BOP yolunda heder olmayalım
Gelin bu büyük ihanete hep birlikte karşı çıkalım. Bu arsız ve insafsız oyunu bozalım. BOP yolunda heder olmayalım. Irak, Suriye, Mısır, Libya örnekleri ortadadır. BOP oralara kan, gözyaşı, zulüm ve belirsizlikten başka bir şey getirmedi. Barzani'nin nasıl bir geçmişe sahip olduğu bellidir. Kendi etrafına, kendi yandaşlarına, kendi ülkesine bile ayrışma ve çatışmayı reva görmüş birisi, başkaları için nasıl örmek teşkil edebilir? İmralı canisinin niyeti de, inancı da, söyledikleri de, yaptıkları da herkesten ve her şeyden önce Kürt kardeşlerimize hakarettir.

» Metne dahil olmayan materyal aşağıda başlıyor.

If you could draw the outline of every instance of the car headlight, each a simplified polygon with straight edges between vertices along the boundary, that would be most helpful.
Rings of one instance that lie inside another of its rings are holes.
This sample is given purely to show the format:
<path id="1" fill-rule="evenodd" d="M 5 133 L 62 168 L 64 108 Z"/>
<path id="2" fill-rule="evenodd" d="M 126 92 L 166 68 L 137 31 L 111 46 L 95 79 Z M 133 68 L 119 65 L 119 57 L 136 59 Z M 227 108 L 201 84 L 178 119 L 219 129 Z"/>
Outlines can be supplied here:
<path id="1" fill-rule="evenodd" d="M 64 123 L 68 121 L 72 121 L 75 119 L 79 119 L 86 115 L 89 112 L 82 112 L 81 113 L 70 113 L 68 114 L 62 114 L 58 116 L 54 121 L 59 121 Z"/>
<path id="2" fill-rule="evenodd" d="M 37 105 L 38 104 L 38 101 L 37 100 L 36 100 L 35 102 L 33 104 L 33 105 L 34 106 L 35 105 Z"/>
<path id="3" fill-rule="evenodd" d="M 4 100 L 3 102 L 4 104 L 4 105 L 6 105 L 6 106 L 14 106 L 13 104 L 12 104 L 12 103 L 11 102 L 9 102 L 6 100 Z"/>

Gözünü kırpmadan insan öldüren, toplu katliamlar yapan veya yaptıran birinden, hayırlı ve faydalı bir şey beklemek nerede görülmüştür? Gençlerimizi kırarak, kırdırarak kendi hain emellerine ulaşmanın dışında bunlardan kime, ne fayda gelebilir? İsrail, ABD ve bütün ülke millet düşmanlarının bu hainlere destek vermesi, yardım etmesi sizi hiç düşündürmüyor mu? Bu gidişin sonu kimseye bir fayda sağlamayacaktır? Sadece bin yıldır bu millet ve bu topraklar üzerinde hesap yapanları sevindirecek, onların hedeflerine ulaşmalarını sağlayacaktır. Ay-yıldız ortak değerimizdir. Bu topraklar ortak vatanımızdır. Bu Cumhuriyet ortak faydamızdır. İslamiyet ortak kutsalımızdır. Bu değerlerin etrafında kenetlenmek bugüne kadar bize huzur ve mutluluk getirdi. Bundan sonra da böyle olsun.
Bu oyun bozulmalı
Unutulmaması lazımdır ki, bugüne kadar olanlar, bundan sonra olacakların habercisidir. Özerk yapı, federasyon dinelerek çıkılan yolda işin bir ayrışmaya ve ayrılmaya kadar götürüleceği belli olmuştur. Kimlikler üzerinden, etnik kökenler üzerinden gidilerek varılacak yer felakettir. Şehirleri, caddeleri, sokakları, akrabaları, komşuları ve hatta aileleri birbirine düşürmek ve çatıştırmaktır.
Bu duruma daha fazla seyirci kalamayız. Bu rezilliğe, bu hainliğe, bu kalleşliğe herkesten önce karşı çıkması, dur demesi gerekenler, doğrudan bu oyuna bahane edilen Kürt kökenli kardeşlerimizdir. Artık buna bir dur demeli, "çekin kirli ellerinizi üzerimizden" itirazında bulunmalı ve bu ihanet sonlandırılmalıdır.